Student Rent Strikes - Revisiting the political power of an un-mortgaged society?

Inspecting the looming world of financialised housing in 1959, Aneurin Bevan gave a speech to the Labour Party conference:
I have enough faith in my fellow creatures in Great Britain to believe that when they have got over the delirium of the television, when they realize that their new homes that they have been put into are mortgaged to the hilt, when they realize that the moneylender has been elevated to the highest position in the land, when they realize that the refinements for which they should look are not there, that it is a vulgar society of which no decent person could be proud, when they realize all those things, when the years go by and they see the challenge of modern society not being met by the Tories who can consolidate their political powers only on the basis of national mediocrity, who are unable to exploit the resources of their scientists because they are prevented by the greed of their capitalism from doing so, when they realize that the flower of our youth goes abroad today because they are not being given opportunities of using their skill and their knowledge properly at home, when they realize that all the tides of history are flowing in our direction, that we are not beaten, that we represent the future: then, when we say it and mean it, then we shall lead our people to where they deserve to be led!
One of the most interesting things about the property boom and the mortgage crisis is that few young people can afford to take a sufficient mortgage to buy a house. Of course, this deprives the money-lenders the opportunity to control the young and tie them into financial servitude for 25 years or more. Although for the young who believe they deserve the same standard of living as their parents (but can't get it), this may seem terrible, it also presents provides the young with political power - which they have yet to realise.

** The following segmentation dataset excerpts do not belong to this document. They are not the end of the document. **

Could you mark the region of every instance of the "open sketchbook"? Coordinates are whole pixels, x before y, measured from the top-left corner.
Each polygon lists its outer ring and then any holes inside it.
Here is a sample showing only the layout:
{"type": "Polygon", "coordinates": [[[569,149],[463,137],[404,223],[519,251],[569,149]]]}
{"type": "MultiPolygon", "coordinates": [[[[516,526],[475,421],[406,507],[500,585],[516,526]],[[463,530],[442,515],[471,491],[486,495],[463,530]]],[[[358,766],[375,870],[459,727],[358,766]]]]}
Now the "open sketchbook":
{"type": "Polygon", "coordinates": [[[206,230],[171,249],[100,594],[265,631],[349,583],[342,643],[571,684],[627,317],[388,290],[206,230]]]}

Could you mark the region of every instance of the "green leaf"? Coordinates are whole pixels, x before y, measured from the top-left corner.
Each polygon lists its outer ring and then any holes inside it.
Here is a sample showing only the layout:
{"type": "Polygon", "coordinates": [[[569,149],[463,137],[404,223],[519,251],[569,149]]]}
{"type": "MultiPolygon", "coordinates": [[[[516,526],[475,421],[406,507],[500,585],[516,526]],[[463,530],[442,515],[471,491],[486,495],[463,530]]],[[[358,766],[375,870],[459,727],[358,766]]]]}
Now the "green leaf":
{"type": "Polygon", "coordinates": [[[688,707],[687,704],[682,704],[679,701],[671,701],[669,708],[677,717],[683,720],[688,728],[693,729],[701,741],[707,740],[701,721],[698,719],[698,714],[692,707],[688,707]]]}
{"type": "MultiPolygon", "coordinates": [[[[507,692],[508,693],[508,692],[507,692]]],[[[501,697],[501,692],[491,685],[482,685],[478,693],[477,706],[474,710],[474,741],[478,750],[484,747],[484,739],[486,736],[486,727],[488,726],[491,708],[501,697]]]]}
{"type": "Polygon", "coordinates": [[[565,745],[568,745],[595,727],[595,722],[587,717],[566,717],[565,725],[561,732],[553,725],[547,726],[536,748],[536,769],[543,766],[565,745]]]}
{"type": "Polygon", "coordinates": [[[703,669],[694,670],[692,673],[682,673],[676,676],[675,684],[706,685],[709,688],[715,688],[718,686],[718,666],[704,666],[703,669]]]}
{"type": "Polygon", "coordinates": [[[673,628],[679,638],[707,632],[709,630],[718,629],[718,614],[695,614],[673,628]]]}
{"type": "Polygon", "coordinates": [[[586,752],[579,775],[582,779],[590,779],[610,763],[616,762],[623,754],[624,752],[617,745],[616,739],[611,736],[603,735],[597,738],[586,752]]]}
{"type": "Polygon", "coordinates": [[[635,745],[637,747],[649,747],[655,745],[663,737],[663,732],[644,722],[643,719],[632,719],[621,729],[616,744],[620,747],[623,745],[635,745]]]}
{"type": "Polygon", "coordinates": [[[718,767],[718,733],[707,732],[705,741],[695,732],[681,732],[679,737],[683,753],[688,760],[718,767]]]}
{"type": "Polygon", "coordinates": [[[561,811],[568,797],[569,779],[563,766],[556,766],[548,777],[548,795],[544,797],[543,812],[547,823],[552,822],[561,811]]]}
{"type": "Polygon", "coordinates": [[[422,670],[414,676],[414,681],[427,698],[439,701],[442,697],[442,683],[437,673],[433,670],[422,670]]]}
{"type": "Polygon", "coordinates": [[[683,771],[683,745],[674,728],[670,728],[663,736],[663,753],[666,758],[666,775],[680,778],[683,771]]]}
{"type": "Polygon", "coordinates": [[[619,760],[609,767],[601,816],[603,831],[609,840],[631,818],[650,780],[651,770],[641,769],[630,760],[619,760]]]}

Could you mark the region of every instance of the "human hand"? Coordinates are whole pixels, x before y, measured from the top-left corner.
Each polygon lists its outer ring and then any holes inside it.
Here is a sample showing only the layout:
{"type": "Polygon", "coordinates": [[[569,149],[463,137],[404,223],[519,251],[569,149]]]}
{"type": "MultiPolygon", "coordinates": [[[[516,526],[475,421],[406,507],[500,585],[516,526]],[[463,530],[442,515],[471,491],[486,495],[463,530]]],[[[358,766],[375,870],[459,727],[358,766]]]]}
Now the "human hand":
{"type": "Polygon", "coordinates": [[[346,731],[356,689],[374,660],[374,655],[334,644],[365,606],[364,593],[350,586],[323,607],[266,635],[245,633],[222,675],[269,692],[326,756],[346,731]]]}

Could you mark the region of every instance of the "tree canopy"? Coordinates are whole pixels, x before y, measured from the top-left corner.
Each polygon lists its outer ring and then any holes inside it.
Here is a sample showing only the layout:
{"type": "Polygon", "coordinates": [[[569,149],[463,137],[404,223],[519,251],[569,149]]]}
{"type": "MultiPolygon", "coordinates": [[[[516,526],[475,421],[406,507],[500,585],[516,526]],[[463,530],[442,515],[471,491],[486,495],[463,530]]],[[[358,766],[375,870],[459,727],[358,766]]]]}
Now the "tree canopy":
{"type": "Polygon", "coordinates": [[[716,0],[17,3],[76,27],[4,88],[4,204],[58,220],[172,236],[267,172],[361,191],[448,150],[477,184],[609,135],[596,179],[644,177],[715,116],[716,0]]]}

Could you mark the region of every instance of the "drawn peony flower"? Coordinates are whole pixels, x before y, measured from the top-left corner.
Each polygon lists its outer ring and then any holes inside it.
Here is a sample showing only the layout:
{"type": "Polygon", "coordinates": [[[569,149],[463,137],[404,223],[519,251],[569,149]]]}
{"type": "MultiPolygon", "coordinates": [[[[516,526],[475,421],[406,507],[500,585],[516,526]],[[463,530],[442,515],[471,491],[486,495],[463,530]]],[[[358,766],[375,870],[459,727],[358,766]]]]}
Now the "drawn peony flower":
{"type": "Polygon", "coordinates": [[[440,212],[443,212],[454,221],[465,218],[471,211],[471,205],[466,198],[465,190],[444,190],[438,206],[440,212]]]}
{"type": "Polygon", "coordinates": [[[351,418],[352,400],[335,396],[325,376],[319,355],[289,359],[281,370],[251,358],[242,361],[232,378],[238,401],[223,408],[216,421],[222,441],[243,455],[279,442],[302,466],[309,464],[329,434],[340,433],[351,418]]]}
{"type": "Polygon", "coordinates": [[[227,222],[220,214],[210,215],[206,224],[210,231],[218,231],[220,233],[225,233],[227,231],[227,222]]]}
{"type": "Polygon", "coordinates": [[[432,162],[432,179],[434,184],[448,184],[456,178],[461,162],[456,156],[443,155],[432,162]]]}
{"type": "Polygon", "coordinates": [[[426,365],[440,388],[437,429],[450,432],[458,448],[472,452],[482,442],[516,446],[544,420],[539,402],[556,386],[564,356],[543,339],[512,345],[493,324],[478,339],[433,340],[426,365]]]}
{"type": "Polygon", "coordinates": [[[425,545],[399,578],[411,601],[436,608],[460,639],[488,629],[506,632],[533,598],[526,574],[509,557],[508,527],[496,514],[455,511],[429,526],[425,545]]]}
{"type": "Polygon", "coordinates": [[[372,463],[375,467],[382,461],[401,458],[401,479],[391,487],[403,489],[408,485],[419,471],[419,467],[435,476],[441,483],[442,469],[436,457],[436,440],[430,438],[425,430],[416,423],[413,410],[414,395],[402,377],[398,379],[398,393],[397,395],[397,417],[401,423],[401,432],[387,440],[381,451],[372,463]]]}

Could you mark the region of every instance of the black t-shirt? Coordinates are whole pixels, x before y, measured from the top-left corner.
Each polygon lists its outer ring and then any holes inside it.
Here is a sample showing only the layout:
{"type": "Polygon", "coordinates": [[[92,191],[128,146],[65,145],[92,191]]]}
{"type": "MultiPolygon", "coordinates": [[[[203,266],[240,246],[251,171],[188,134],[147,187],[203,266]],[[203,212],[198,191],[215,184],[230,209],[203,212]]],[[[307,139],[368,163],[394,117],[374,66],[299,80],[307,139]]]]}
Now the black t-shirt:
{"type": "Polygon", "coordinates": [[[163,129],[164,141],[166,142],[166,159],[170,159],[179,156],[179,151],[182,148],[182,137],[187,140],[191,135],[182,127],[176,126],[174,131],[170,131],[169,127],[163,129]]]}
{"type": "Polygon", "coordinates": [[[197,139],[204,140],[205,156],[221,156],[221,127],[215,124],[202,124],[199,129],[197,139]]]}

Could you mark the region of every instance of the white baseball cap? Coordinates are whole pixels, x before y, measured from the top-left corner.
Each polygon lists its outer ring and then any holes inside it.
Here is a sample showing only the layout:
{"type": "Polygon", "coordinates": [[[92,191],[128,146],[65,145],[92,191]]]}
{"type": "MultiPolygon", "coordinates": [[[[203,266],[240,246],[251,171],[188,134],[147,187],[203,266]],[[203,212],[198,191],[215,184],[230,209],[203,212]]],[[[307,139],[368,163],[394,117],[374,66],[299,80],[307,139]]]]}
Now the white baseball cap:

The atomised mortgaged property-owning individual was (is) politically disenfranchised not only through the mortgage itself, but also through their impaired ability to organise themselves into a political force. The collapse of heavy industry, and the unions which were once so powerful meant that there was no single target to strike collectively to hold elites to account.

So heavy industry has gone. Massed labour has gone.... to be replaced with mass university education. The student rent-strike (see https://www.theguardian.com/education/2016/sep/17/uk-university-students-rent-strike-rising-cost-accommodation) is exactly the same kind of phenomenon as the organisation of mass political power in the past. Rent hurts students on a day-to-day basis. It means they can't eat properly or go out in the evening. I think the rent strike is likely to succeed - in London, it has already started to show results (http://www.independent.co.uk/student/student-life/accommodation/ucl-rent-strike-resolved-student-accommodation-in-london-a7120421.html): Of course, Universities may threaten legal action, etc. But against everybody? I doubt it - there are too many vested interests in the students being there - and Universities without students aren't Universities. The interesting thing is, if the rent strike is successful, what next? What, when students rediscover the power of self-organisation and political action, will be next?

What about a "fees strike"? This is more difficult. Fees are paid through loans taken out by the student, directly to the University. The student never sees the money, and have no power to withhold it. All they can do is leave, which would also mean not getting their qualifications. I'm not entirely sure that mass exodus as a political threat is completely out of the question (who knows - particularly with dwindling prospects for graduates, and the fact that a student who's studied for a year knows that the rest is more of the same), but the question over rent will raise a lot of questions not just about student finance, but social power.